New Research Reveals Marijuana May Be Far Worse for the Brain Than We Thought
Researchers at the University of Osaka in Japan have concluded a study that suggests pot smoking is more harmful to our brains than we had realized. The study found that the cannabinoids that our body naturally produces, called “endocannabinoids,” are affected by marijuana in such a way that can drastically shape not only future neural network connections, but existing ones as well.
These compounds, which facilitate the bridging of brain connections to form neural circuits that are essential to virtually every aspect of cognitive function, were found to be less effective in lab rats who were subjected to THC. The study used fluorescent proteins to track the brain activity in newborn mice, and the findings offered some profound insight into how they developed mentally.
After the rats were injected with THC, the psychoactive compound in marijuana, they underwent a common occurrence called “synaptic pruning,” which not only meant that new connections and neural circuits were failing to form, but existing ones were essentially being deleted. This is common during human adolescence, in which the brain destroys inessential neural connections to streamline the network as a whole.
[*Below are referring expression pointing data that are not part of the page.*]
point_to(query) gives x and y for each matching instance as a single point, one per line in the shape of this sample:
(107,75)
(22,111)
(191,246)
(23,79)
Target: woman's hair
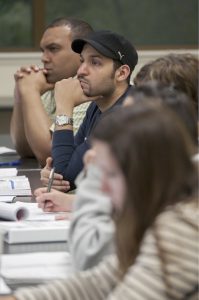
(178,70)
(155,93)
(154,153)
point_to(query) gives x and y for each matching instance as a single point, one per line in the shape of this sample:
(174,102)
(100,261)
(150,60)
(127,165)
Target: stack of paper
(37,227)
(13,185)
(36,267)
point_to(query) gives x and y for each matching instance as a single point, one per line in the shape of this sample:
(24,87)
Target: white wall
(10,62)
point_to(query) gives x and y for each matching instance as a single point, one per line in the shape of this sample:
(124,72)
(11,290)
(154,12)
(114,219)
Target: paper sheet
(36,267)
(4,172)
(7,199)
(6,150)
(4,289)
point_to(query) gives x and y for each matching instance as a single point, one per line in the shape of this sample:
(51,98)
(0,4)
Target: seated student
(92,229)
(34,105)
(152,187)
(107,61)
(177,70)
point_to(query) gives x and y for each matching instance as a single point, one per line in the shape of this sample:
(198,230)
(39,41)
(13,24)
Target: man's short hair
(79,28)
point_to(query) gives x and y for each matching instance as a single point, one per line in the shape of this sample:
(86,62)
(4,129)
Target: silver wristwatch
(62,120)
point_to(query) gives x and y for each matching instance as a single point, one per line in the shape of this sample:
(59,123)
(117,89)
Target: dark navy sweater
(68,151)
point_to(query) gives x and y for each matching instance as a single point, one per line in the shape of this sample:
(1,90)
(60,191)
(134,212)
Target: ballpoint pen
(51,178)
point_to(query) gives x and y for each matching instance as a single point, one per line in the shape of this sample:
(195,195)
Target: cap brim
(78,45)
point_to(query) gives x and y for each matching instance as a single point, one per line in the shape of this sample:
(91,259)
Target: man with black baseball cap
(111,45)
(107,61)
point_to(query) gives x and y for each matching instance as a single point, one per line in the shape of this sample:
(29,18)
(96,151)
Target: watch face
(63,120)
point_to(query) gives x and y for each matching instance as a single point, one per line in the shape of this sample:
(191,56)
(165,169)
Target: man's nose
(44,57)
(83,70)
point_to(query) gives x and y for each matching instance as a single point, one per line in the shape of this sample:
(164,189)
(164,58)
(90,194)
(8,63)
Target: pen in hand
(51,178)
(50,182)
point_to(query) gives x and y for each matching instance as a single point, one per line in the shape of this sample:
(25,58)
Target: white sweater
(177,232)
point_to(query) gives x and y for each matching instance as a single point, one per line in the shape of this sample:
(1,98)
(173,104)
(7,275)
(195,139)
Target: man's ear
(122,73)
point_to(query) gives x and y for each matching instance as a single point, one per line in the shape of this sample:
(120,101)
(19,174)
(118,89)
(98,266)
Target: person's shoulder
(182,213)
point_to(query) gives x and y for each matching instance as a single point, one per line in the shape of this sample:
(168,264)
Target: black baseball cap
(109,44)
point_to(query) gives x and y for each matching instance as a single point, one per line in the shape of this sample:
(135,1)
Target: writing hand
(54,201)
(58,182)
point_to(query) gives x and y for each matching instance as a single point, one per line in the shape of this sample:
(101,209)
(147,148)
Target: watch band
(62,120)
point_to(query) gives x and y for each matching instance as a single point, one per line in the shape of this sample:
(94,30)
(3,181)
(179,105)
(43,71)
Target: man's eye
(53,49)
(95,62)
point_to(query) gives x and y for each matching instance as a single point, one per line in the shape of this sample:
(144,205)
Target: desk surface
(31,169)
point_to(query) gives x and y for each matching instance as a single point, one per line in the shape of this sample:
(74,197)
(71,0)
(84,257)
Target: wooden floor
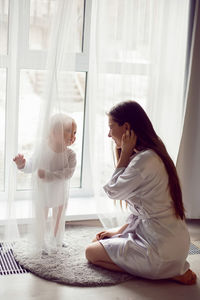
(28,286)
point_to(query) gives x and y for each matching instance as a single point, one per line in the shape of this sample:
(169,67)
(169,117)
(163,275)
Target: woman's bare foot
(188,278)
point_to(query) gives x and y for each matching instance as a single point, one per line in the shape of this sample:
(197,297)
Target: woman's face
(116,131)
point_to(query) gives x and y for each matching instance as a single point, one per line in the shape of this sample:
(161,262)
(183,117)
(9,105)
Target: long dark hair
(132,113)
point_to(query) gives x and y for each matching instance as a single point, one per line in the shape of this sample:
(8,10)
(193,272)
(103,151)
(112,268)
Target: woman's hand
(128,143)
(20,161)
(104,234)
(41,174)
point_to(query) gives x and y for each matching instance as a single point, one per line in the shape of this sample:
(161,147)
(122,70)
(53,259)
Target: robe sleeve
(124,183)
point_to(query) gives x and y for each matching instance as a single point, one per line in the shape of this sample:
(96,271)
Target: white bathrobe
(155,244)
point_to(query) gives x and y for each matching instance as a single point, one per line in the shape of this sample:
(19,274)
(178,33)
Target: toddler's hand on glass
(103,234)
(20,161)
(41,173)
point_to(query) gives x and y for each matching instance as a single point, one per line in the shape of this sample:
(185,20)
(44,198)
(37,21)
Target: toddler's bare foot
(188,278)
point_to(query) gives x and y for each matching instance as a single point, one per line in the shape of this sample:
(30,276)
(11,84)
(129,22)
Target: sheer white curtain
(188,162)
(53,129)
(138,52)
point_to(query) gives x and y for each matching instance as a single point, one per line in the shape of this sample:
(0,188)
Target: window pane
(41,15)
(2,125)
(3,26)
(71,94)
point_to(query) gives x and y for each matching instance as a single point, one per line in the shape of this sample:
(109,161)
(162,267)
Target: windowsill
(78,209)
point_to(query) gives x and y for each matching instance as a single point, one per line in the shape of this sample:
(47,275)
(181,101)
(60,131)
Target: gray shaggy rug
(69,265)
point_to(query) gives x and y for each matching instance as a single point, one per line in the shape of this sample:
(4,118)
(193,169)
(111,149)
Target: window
(25,26)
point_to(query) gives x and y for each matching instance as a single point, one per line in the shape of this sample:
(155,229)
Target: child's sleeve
(68,170)
(28,168)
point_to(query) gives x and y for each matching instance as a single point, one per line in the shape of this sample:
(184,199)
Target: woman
(155,241)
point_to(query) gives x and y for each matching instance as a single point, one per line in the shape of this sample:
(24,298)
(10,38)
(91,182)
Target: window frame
(23,58)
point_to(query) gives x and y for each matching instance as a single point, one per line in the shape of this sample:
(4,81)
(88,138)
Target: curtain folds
(188,162)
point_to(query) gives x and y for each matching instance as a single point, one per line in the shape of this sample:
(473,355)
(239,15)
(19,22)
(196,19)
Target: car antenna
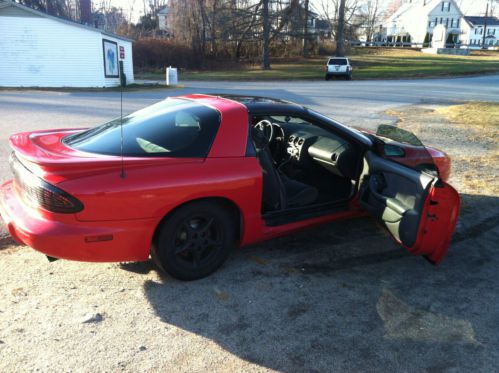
(122,173)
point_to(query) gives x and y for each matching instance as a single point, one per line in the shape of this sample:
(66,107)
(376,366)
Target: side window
(171,128)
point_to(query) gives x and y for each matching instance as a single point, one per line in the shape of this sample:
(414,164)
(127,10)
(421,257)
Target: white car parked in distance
(338,66)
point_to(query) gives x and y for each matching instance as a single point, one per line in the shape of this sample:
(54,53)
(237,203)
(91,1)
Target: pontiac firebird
(187,179)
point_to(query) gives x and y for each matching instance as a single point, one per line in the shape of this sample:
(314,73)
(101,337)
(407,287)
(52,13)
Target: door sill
(296,214)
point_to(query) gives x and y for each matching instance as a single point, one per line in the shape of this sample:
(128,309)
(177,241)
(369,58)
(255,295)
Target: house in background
(474,28)
(40,50)
(416,19)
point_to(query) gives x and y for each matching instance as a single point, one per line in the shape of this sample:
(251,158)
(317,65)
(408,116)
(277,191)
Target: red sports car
(188,178)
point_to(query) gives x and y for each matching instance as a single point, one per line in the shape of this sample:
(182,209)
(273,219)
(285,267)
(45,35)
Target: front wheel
(194,241)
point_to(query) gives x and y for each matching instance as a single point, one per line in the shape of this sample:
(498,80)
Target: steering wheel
(266,129)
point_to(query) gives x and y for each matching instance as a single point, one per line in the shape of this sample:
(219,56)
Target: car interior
(303,164)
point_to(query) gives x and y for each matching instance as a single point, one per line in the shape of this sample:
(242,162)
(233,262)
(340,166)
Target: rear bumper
(339,73)
(127,240)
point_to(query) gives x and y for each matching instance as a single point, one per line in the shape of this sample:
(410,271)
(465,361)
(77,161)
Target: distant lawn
(483,114)
(368,63)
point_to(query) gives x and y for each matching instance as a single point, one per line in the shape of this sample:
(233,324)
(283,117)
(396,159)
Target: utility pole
(305,30)
(340,33)
(266,35)
(485,26)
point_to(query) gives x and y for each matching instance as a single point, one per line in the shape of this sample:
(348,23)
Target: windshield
(404,147)
(170,128)
(337,61)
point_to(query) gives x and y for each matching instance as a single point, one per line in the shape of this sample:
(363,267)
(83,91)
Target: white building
(474,28)
(39,50)
(417,18)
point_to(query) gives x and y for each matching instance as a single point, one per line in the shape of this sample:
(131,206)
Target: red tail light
(38,193)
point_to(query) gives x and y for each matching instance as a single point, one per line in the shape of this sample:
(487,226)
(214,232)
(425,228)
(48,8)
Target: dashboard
(307,143)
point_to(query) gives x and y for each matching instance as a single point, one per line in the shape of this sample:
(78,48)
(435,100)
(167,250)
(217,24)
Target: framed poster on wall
(110,49)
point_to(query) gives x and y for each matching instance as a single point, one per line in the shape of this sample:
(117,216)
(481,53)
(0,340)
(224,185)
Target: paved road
(357,103)
(341,297)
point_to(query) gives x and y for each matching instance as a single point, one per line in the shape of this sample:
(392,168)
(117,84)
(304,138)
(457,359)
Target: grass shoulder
(368,63)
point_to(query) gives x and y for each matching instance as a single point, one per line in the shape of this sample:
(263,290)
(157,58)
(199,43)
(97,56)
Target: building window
(446,6)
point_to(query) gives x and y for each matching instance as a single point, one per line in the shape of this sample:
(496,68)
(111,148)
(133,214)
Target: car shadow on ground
(343,296)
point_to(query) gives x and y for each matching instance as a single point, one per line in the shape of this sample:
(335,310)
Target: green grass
(368,63)
(483,114)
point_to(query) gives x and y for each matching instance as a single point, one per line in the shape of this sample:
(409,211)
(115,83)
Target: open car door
(417,208)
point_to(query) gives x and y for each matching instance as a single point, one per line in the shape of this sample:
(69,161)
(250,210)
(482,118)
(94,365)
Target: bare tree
(372,17)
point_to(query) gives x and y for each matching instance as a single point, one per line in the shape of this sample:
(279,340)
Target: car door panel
(418,209)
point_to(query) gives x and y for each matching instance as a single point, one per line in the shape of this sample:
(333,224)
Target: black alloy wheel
(195,241)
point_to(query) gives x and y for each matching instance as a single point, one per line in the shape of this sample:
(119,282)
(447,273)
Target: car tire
(194,241)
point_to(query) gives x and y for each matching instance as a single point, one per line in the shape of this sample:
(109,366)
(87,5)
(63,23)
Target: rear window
(337,61)
(170,128)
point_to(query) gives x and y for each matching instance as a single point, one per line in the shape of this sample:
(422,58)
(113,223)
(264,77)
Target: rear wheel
(194,241)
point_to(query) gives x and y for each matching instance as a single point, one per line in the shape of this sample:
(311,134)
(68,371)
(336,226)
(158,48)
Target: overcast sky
(469,7)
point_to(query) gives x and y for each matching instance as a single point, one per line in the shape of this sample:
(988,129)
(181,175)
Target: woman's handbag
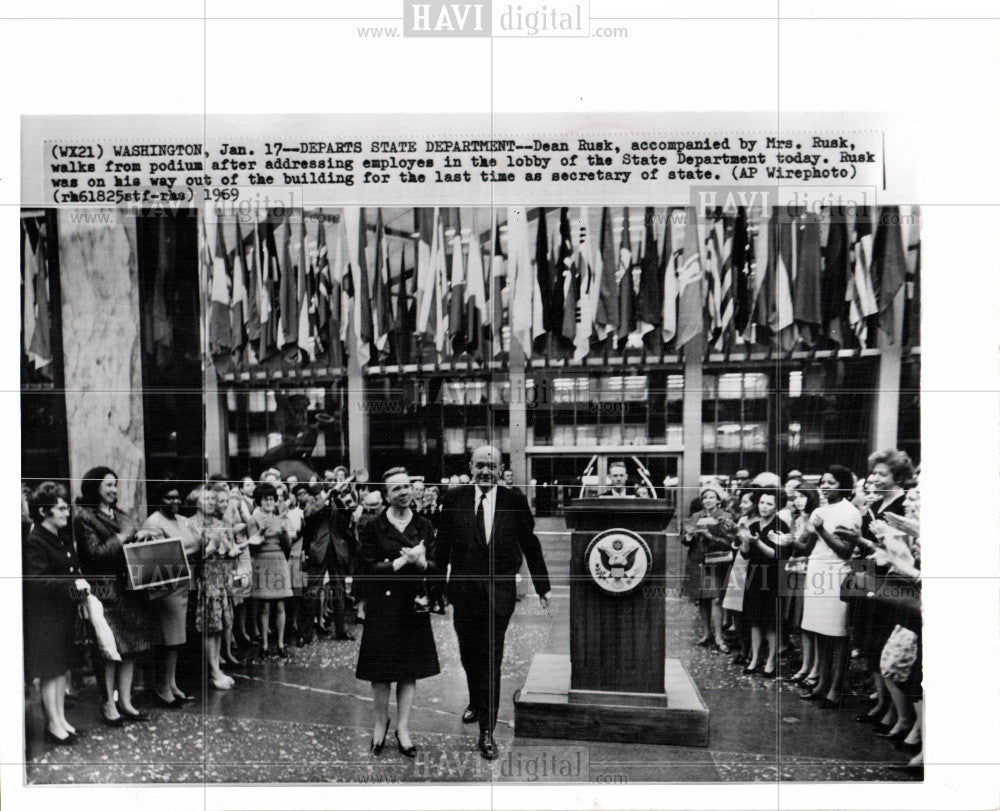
(97,629)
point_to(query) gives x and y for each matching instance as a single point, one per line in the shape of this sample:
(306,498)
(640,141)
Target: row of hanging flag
(466,283)
(36,318)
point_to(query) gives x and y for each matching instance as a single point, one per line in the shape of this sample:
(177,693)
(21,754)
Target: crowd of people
(817,576)
(794,579)
(268,564)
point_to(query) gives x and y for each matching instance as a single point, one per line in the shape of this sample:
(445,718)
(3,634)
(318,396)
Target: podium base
(546,707)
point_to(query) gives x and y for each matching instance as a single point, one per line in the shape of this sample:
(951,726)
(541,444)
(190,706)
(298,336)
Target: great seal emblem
(618,560)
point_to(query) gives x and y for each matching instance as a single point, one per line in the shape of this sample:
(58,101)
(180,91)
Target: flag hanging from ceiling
(37,323)
(862,303)
(567,278)
(650,315)
(238,312)
(288,307)
(718,301)
(741,260)
(670,261)
(690,285)
(220,336)
(588,260)
(499,288)
(833,288)
(526,306)
(382,318)
(476,312)
(888,266)
(606,316)
(807,303)
(626,284)
(458,338)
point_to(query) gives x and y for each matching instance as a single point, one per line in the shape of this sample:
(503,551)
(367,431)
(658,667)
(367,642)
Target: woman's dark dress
(872,623)
(760,605)
(103,562)
(707,581)
(50,568)
(397,643)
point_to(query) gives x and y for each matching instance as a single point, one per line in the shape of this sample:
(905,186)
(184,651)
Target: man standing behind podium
(483,532)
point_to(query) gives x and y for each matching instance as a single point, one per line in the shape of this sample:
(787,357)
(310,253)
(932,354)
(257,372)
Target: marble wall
(101,332)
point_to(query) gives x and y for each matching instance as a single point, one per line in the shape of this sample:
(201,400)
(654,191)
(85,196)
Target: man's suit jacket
(474,563)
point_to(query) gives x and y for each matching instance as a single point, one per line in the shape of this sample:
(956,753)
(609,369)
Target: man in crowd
(484,533)
(325,534)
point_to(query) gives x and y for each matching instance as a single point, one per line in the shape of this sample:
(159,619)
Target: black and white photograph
(561,493)
(500,405)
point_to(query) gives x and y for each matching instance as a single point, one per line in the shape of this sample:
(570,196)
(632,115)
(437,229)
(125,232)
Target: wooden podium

However, the pruning that took place in the lab rats subjected to THC was far more erratic and served not just to “streamline” the neural network, but seemed to destroy healthy, essential connections as well.
This is a big breakthrough because not only does it support the belief that marijuana slows down the “growth” of the brain, but it can also serve in a more destructive capacity by destroying connections that were previously in place. Much of this mental development occurs during adolescent years, which is why so many psychological disorders become apparent during this time as opposed to before or after. This time of development is a fragile one, and this finding that marijuana impacts the development and “neural pruning” in a way more destructive than previously thought means that the drug could be profoundly worse for teenagers than people of other ages.
The extent to which the drug is more or less impactful in teenage years than other times of life is not yet known, but the science behind this study and what we know about neural development thus far suggests that this experiment involving rats and injected TCH could open our eyes to what pot is really doing to our brains during development and after.